Jesus Jack bought a shirt for me to wear to the show. It has ruffles on it but Jesus Jack is saying it’s like a pirate would wear, not a girl, and not a fag–and pirates are masculine. They steal, have no teeth, and fuck women. My ass, I tell him and punch him hard in the arm, so that he staggers, twisting his platform shoes a bit and busting the strap. It makes me smile. Now, he’ll have to wear flats.
“Does Domingo know about you being—-your clothes?” I ask gulping down the last of my beer with my words.
“Ha! That Sister? You little brother, have not seen our pretty boy Mingo lately have you?”
This is how. This is how I find out that not one, but both of my brothers are fucking gay. And this is how Jesus Jack chooses to tell me. Getting my ass kicked when it should have been his ass. I look down at my dirty uniform pants, sparkling with his glitter in the twilight.
I get up to shower and find clean jeans for the evening. I think of not going while the water, piss and blood hit the drain of the bathtub in Mama’s pink bathroom. But I can’t let him get on that bus alone. You have to change buses downtown. There’s no direct way to get from the east side to the west. Like they did that on purpose so we’d stay where we’re from.
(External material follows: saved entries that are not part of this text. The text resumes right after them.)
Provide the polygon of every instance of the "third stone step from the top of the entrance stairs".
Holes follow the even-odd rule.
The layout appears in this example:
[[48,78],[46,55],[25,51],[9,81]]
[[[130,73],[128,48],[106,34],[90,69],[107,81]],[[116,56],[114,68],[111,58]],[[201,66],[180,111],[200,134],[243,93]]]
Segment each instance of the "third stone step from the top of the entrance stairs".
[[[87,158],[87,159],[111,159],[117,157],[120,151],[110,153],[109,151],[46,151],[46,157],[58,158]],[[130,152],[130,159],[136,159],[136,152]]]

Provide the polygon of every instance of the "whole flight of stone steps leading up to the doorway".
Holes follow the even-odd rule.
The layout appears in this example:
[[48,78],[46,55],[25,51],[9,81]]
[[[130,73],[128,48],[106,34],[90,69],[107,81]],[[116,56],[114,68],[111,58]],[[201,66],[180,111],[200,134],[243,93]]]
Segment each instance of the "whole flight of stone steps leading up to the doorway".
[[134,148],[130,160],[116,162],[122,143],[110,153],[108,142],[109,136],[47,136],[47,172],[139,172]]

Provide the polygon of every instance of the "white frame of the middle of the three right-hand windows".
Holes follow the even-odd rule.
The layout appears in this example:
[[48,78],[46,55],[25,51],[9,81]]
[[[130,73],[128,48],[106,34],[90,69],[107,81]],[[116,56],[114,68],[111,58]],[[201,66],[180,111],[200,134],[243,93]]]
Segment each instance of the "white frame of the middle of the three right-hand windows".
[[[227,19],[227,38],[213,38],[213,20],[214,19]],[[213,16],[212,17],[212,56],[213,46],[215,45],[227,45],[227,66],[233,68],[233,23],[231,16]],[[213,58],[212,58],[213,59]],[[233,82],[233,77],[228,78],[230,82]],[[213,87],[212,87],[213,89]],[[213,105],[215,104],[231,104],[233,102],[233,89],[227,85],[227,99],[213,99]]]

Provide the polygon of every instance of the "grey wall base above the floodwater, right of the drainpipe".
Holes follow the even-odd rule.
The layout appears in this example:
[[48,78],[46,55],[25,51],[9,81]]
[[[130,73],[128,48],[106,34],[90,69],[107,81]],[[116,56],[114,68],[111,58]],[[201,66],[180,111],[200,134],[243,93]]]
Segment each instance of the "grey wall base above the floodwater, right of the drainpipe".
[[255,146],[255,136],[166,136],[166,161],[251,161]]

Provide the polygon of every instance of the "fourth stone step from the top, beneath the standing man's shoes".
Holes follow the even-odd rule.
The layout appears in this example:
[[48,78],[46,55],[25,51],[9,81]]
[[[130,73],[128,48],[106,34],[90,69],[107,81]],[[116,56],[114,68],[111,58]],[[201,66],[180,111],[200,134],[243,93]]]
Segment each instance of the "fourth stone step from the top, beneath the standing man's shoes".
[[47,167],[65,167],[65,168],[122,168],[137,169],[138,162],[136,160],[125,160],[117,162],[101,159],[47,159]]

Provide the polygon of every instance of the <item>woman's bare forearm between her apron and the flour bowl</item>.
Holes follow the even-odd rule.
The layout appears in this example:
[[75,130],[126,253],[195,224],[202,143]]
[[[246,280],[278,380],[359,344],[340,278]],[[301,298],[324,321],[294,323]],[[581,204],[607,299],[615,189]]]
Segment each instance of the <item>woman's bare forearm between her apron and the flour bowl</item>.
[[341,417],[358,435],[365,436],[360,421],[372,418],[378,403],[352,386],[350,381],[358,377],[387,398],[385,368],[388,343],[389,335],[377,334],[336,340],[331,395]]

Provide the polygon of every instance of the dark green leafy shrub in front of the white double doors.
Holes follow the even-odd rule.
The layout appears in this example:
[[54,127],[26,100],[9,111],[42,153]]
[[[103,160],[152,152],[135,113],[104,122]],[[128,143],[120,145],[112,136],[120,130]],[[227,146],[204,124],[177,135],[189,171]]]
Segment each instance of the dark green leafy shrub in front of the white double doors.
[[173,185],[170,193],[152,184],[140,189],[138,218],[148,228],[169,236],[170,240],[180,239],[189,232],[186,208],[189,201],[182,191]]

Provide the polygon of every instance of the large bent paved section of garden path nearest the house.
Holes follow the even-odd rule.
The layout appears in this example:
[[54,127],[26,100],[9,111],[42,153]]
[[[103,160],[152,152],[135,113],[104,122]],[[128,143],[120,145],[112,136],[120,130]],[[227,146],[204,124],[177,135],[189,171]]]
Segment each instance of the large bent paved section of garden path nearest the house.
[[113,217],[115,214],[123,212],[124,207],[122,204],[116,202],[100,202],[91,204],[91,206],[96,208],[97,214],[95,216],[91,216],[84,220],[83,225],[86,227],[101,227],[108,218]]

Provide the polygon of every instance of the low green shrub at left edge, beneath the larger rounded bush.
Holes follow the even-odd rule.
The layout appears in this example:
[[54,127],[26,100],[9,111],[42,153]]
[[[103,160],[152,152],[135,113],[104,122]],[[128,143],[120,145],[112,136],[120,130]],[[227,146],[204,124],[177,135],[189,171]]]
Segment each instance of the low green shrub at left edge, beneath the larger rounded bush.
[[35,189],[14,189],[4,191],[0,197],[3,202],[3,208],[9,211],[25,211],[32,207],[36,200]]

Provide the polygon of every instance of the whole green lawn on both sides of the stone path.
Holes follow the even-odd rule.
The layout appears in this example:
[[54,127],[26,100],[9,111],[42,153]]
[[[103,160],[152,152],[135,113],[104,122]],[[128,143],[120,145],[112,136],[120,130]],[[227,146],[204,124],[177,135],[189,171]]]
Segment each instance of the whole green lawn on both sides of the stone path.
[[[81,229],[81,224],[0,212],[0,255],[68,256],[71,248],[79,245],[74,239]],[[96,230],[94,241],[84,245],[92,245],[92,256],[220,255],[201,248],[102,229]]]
I miss Domingo and I think I need to hear this from Mingo. Maybe Mingo still likes girls and Jesus Jack is just playing a fucked up trick on me to trip me out before the show.
But we’re going to head out with three tickets to see David Bowie, and all along the bus ride there I know deep in my heart that I’ve known this all along. How could I not? The bruises are purpling from the beating. I know they will be dark and sore soon. Jesus Jack wanted to bring his make up kit. No matter how great the concert is and no matter how good a time we have tonight, it’s going to be impossible to hide all this in the morning.